US 12,437,571 B2
	Document information extraction without additional annotations
Shachar Klaiman, Heidelberg (DE); and Marius Lehne, Berlin (DE)
Assigned to SAP SE, Walldorf (DE)
Filed by SAP SE, Walldorf (DE)
Filed on Oct. 22, 2020, as Appl. No. 17/077,568.
Prior Publication US 2022/0129671 A1, Apr. 28, 2022
Int. Cl. G06V 30/414 (2022.01); G06F 18/21 (2023.01); G06F 18/25 (2023.01); G06N 3/045 (2023.01); G06N 3/08 (2023.01); G06V 30/10 (2022.01)

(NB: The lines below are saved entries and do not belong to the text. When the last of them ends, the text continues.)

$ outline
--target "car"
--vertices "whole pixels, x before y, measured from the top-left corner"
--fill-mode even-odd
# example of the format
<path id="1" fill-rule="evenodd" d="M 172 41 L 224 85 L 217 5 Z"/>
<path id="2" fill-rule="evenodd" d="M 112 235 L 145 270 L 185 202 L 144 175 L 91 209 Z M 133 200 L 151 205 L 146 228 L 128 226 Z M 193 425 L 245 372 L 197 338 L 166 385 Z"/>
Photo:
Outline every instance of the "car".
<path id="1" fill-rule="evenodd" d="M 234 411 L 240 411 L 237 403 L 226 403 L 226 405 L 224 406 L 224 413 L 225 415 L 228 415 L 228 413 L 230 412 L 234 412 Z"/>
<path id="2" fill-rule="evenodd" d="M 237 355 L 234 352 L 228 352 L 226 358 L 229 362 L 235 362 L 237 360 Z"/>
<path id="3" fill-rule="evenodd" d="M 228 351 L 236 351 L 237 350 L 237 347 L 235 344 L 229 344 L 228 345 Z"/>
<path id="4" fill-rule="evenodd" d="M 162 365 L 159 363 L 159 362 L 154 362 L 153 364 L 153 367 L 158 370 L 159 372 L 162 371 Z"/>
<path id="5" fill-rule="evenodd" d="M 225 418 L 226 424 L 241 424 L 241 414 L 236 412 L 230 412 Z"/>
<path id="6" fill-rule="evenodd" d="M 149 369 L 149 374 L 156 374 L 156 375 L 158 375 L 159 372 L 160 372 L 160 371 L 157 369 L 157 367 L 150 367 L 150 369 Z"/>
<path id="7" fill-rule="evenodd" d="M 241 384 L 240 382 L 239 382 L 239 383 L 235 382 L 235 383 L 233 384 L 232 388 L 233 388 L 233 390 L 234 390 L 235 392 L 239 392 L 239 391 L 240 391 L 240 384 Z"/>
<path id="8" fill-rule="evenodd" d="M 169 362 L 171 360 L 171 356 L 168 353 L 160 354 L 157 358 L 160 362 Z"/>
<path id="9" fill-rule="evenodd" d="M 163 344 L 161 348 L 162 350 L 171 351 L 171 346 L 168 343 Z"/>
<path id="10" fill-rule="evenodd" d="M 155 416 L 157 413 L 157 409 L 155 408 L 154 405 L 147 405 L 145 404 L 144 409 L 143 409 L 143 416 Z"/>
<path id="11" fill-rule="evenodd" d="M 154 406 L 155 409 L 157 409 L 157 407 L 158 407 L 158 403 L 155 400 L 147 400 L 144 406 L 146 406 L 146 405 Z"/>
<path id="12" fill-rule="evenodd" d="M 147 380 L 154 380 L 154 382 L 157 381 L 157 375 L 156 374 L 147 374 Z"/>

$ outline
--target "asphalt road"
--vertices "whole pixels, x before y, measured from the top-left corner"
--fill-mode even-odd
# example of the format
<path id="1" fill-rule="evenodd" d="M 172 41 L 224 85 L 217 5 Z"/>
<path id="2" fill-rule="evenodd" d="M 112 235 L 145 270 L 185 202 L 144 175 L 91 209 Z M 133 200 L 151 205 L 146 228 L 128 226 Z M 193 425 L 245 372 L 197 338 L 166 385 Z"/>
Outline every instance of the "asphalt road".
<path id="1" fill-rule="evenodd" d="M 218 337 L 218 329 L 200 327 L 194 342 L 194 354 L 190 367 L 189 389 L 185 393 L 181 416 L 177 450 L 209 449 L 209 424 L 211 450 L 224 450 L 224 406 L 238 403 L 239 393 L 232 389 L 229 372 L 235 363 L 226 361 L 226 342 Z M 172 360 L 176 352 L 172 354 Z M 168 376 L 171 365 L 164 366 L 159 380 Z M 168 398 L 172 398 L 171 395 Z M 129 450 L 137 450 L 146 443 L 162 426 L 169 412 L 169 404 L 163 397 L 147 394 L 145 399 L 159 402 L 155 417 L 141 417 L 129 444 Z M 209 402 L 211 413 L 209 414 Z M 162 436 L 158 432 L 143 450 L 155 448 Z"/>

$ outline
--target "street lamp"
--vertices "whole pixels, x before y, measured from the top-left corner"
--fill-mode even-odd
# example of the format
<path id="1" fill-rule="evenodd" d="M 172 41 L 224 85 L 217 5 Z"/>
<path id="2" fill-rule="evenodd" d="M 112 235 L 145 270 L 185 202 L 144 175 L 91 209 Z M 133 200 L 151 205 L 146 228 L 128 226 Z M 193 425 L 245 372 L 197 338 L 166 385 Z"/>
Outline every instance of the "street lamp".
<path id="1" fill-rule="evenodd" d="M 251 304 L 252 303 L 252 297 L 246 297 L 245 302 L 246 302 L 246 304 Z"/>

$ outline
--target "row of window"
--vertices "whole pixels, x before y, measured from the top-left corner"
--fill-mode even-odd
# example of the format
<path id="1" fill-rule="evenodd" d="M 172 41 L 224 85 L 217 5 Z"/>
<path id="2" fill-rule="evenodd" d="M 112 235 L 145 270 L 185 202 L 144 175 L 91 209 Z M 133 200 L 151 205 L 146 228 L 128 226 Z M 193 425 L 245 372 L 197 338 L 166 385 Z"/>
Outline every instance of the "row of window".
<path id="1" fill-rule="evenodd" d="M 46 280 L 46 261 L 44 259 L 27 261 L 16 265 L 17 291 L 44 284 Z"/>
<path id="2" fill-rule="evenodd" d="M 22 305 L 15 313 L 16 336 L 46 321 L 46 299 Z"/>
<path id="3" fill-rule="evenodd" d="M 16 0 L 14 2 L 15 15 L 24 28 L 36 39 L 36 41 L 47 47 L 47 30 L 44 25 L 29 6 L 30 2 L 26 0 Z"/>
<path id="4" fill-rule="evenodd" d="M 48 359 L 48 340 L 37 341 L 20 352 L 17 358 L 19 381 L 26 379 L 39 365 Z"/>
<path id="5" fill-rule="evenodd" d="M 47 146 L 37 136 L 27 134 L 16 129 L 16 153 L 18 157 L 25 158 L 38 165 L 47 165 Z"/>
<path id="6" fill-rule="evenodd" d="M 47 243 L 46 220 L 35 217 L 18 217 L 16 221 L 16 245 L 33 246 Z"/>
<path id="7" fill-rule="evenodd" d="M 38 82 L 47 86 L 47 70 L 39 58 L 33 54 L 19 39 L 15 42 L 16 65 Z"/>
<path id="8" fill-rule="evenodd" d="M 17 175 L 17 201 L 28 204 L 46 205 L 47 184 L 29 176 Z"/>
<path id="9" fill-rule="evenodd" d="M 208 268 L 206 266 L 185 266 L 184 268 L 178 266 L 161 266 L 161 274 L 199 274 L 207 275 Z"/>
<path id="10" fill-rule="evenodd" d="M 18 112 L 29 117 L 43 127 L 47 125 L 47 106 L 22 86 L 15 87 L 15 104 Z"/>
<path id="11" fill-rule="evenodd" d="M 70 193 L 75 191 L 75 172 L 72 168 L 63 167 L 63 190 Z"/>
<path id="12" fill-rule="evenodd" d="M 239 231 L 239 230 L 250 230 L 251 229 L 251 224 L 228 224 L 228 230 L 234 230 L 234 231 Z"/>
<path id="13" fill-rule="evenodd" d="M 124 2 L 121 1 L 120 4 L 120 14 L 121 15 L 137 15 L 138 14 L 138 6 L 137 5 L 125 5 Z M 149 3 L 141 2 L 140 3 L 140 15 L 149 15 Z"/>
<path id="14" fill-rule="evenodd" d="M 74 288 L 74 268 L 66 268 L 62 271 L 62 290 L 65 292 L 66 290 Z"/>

CPC G06V 30/414 (2022.01) [G06F 18/217 (2023.01); G06F 18/251 (2023.01); G06N 3/045 (2023.01); G06N 3/08 (2013.01); G06V 30/10 (2022.01)]

20 Claims

1. A computer implemented method for extracting a field from a document, comprising:

receiving, by at least one processor, the document and a key, wherein the key specifies the field to extract from the document, the key is in textual format, the field is a plurality of characters, and the document is an image representing a plurality of fields;

processing, by a convolutional neural network (CNN) of an encoder, the document, thereby obtaining a feature map;

combining, by the encoder, the feature map with positional information for each feature in the feature map, thereby obtaining a spatial-aware feature map;

processing, using a recurrent neural network (RNN) of a decoder, the spatial-aware feature map and the key, thereby extracting the field in the document corresponding to the key, wherein the processing the spatial-aware feature map and the key comprises:

initializing, a first RNN state associated with the RNN of the decoder, a first set of attention weights for an attention layer, and a first output vector;

generating a second set of attention weights for the attention layer based on the spatial-aware feature map, the key, the first RNN state associated with the RNN, the first set of attention weights for the attention layer, and the first output vector;

generating a context vector based on the spatial-aware feature map and the second set of attention weights using the attention layer;

processing the context vector, the key, and an input vector using the RNN to obtain a second RNN state associated with the RNN;

generating a second output vector based on the second RNN state and the context vector using a projection layer;

storing the second output vector in a list of output vectors;

repeating, until the second output vector corresponds to an end token, the generating the second set of attention weights, the generating the context vector, the processing the context vector, the generating the second output vector, and the storing the second output vector with the second set of attention weights set to a value of the first set of attention weights, the second RNN state set to a value of the first RNN state, the second output vector set to a value of the first output vector, and the second output vector set to a value of the input vector; and

extracting only the field from the document based on the list of output vectors, wherein each output vector of the list of output vectors is derived from the key.